Le concept d’antifragilité a été introduit par Nassim Nicholas Taleb dans son livre Le Cygne noir, puis développé dans un second et volumineux ouvrage: Antifragile, Les bienfaits du désordre. L’auteur – NNT pour les initiés – est un statisticien et philosophe. Se définissant lui-même comme un épistémologue de l’aléatoire, il a embrassé pendant une vingtaine d’années une brillante carrière de trader spécialisé dans l’analyse du risque, avant de devenir professeur en ingénierie financière à l’université de New York et essayiste au succès planétaire.

Polyglotte (il a étudié et exercé en France), binational (libanais et américain), pédagogue bavard, NNT entre sur la scène des grands intellectuels contemporains en conceptualisant le « cygne noir », cet évènement imprévisible et, par nature statistique, improbable, qui, lorsqu’il advient, a des conséquences incommensurables.
Taleb a, dans un premier temps, appliqué cette théorie à la prise en compte du risque, et plus encore de l’incertitude dans le domaine économique et financier.
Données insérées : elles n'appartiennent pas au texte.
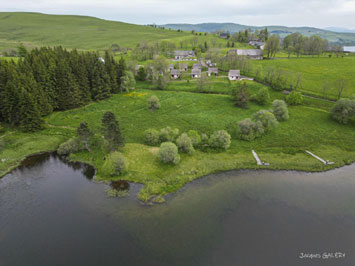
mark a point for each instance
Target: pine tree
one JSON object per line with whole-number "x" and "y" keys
{"x": 84, "y": 134}
{"x": 29, "y": 116}
{"x": 112, "y": 132}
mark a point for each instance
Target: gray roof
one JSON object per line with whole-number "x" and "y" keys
{"x": 246, "y": 52}
{"x": 175, "y": 72}
{"x": 184, "y": 53}
{"x": 197, "y": 66}
{"x": 196, "y": 71}
{"x": 213, "y": 70}
{"x": 234, "y": 73}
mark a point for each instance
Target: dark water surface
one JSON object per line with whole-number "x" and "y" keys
{"x": 53, "y": 213}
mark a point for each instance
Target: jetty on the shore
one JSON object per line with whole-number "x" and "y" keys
{"x": 258, "y": 161}
{"x": 325, "y": 162}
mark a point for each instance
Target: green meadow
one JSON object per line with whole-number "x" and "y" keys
{"x": 309, "y": 127}
{"x": 316, "y": 72}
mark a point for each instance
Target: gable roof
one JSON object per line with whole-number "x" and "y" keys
{"x": 196, "y": 71}
{"x": 184, "y": 53}
{"x": 246, "y": 52}
{"x": 175, "y": 72}
{"x": 213, "y": 70}
{"x": 234, "y": 73}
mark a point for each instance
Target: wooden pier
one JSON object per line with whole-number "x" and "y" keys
{"x": 258, "y": 161}
{"x": 325, "y": 162}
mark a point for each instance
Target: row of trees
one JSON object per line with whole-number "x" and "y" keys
{"x": 50, "y": 79}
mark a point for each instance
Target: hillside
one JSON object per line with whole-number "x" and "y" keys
{"x": 88, "y": 33}
{"x": 334, "y": 37}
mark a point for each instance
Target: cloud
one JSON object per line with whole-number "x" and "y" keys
{"x": 320, "y": 13}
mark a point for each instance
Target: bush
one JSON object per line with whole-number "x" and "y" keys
{"x": 343, "y": 110}
{"x": 168, "y": 153}
{"x": 262, "y": 97}
{"x": 241, "y": 96}
{"x": 220, "y": 140}
{"x": 115, "y": 164}
{"x": 119, "y": 162}
{"x": 153, "y": 103}
{"x": 68, "y": 147}
{"x": 267, "y": 119}
{"x": 280, "y": 111}
{"x": 294, "y": 98}
{"x": 184, "y": 144}
{"x": 249, "y": 130}
{"x": 168, "y": 134}
{"x": 151, "y": 137}
{"x": 195, "y": 137}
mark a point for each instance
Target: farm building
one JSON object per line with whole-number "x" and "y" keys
{"x": 257, "y": 44}
{"x": 212, "y": 71}
{"x": 196, "y": 73}
{"x": 197, "y": 66}
{"x": 249, "y": 53}
{"x": 184, "y": 67}
{"x": 234, "y": 75}
{"x": 175, "y": 73}
{"x": 180, "y": 55}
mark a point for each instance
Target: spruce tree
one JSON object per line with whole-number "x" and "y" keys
{"x": 29, "y": 116}
{"x": 112, "y": 132}
{"x": 84, "y": 134}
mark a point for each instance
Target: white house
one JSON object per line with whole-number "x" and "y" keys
{"x": 234, "y": 75}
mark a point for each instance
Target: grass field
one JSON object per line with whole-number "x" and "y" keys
{"x": 309, "y": 127}
{"x": 317, "y": 71}
{"x": 81, "y": 32}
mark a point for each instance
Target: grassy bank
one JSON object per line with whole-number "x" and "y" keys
{"x": 309, "y": 127}
{"x": 316, "y": 72}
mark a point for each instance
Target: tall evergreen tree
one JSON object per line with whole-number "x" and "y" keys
{"x": 112, "y": 132}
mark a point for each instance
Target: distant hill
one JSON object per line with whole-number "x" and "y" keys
{"x": 87, "y": 33}
{"x": 336, "y": 29}
{"x": 331, "y": 36}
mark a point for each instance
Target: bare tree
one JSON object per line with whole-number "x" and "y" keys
{"x": 341, "y": 85}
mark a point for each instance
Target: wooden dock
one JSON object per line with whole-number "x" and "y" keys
{"x": 258, "y": 161}
{"x": 325, "y": 162}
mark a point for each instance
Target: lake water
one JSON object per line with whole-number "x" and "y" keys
{"x": 350, "y": 49}
{"x": 53, "y": 213}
Il l’a ensuite étendue avec brio à toute problématique globale à fort degré d’interdépendance, en un mot : systémique. De l’industrie à la géopolitique en passant par les rapports sociaux, il s’est appliqué à démontrer que face au risque et à l’incertitude, il n’existe foncièrement que trois types de systèmes : les systèmes fragiles, qui se détériorent (ou sont détruits) lorsqu’ils sont soumis à des perturbations imprévues; les systèmes robustes, qui sont de nature à résister aux perturbations (même les plus violentes) ; enfin, les systèmes anti-fragiles, qui s’améliorent lorsqu’ils y sont soumis.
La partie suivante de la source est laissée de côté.